Dismiss Notice
Join Physics Forums Today!
The friendliest, high quality science and math community on the planet! Everyone who loves science is here!

I Why Is There No SI Unit For Information?

  1. Jul 13, 2017 #1

    Nim

    User Avatar

    Why is the quantity "information" missing from the SI system?

    Also, if they did add it, do you think it would be added as a base unit or dimensionless derived unit?
     
  2. jcsd
  3. Jul 13, 2017 #2

    tech99

    User Avatar
    Gold Member

    I think the unit of information is the Bit.
     
  4. Jul 13, 2017 #3
    I don't think it is "missing", all scientifically pertinent information is standardized as SI values.
     
  5. Jul 13, 2017 #4

    jbriggs444

    User Avatar
    Science Advisor

    Information is a dimensionless quantity: the negative log of the probability of occurrence. The question of units comes down to the question of what base to use when taking the log. Euler's number is a good choice. Base 2 (i.e. the bit) is another viable choice.
     
  6. Jul 13, 2017 #5

    sophiecentaur

    User Avatar
    Science Advisor
    Gold Member

    That's only a binary digit. There's nothing fundamental about binary coding of information. Standard computer memory capacity can be described in numbers of bits and the bit is useful as a comparison unit but the possible information content is way beyond the memory capacity.
    This wiki link will give you some background to Information Theory. Interestingly, the original work on Information theory did not use 'bits' because binary computers were in their infancy. Shannon started off using Morse Code as a model.
     
  7. Jul 13, 2017 #6
    That article links to another on the "hartley" as a unit of information, relevant within the domain of information theory & application of that theory: https://en.m.wikipedia.org/wiki/Hartley_(unit)

    To quote from the article:

    The hartley (symbol Hart), also called a ban, or a dit (short for decimal digit), is a logarithmic unit which measures information or entropy, based on base 10 logarithms and powers of 10, rather than the powers of 2 and base 2 logarithms which define the bit, or shannon. One ban or hartley is the information content of an event if the probability of that event occurring is 1/10.[1] It is therefore equal to the information contained in one decimal digit (or dit), assuming a prioriequiprobability of each possible value . . .

    Though not an SI unit, the hartley is part of the International System of Quantities, defined by International Standard IEC 80000-13 of the International Electrotechnical Commission. It is named after Ralph Hartley.
    My math knowledge approaches the limit 0, but judging by the mention of certain terms, the above sounds related to what @jbriggs444 has suggested - yes? (EDIT - see @anorlunda's comment, below.) And note also the reference in the first paragraph to the bit, or Shannon, already mentioned.

    More generally, getting back to the OP's question, surely a unit implies a context; and so a question for @Nim might be, did you have in mind any particular context (e.g. something other than information theory, digital communications, etc.)?
     
    Last edited: Jul 13, 2017
  8. Jul 13, 2017 #7

    anorlunda

    User Avatar
    Science Advisor
    Gold Member

    In addition to the bit, there is the qubit as used in quantum computers.

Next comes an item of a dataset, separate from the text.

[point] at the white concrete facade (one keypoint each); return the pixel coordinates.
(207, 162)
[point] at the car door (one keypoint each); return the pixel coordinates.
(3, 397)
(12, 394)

A qubit is a lot moe information than a bit but precisely how much is uncertain :-p

    @jbriggs444 's definition (which relates the the number of micro states) works in thermodynamics. But information is also related to unitarity (quantum physics), Liouville's theorum (classical physics), Shannon's information theory (as @sophiecentaur mentioned), to the rule that the sum of all possibilities in a physical system is identically one, and the reversibility of physical laws at the micro level that Leonard Susskind calls the minus first law of physics.

    I have yet to hear a definition of information that applies in all contexts.

    Information is closely related to (but not identical to) entropy. Wikipedia's disambiguation page for entropy links to 16 technical definitions of the word. I expect the same difficulty defining information.

    Information is synonymous with knowledge in natural language and in the dictionary, but not in physics. That greatly adds to the confusion because people think knowledge when they hear information.
     
  9. Jul 13, 2017 #8
    With regards to this, I found a couple of interesting posts; the author is Tom Schnieder, a cancer researcher with NIH, and the posts seem to be part of a FAQ for the news group bionet.info-theory, a forum for discussing information theory in biology.

    What's interesting is that rather than entropy, apparently Shannon preferred to speak of "conditional entropy", which relates to information reducing uncertainty - a rather different concept than entropy per se. I apologize for not being able to vet this content myself due to its math &a conceptual content, but wonder if it might be of interest nonetheless:

    https://schneider.ncifcrf.gov/information.is.not.uncertainty.html

    https://schneider.ncifcrf.gov/bionet.info-theory.faq.html#Information.Equal.Entropy
     
    Last edited: Jul 13, 2017
  10. Jul 13, 2017 #9

    anorlunda

    User Avatar
    Science Advisor
    Gold Member

    I read recently on PF an account about Shannon's choice of words. He didn't think of entropy, but a physicist at Bell Labs advised him to use entropy, because of the way it was defined. I apologize for not having a link to the thread or to the actual source of that conversation.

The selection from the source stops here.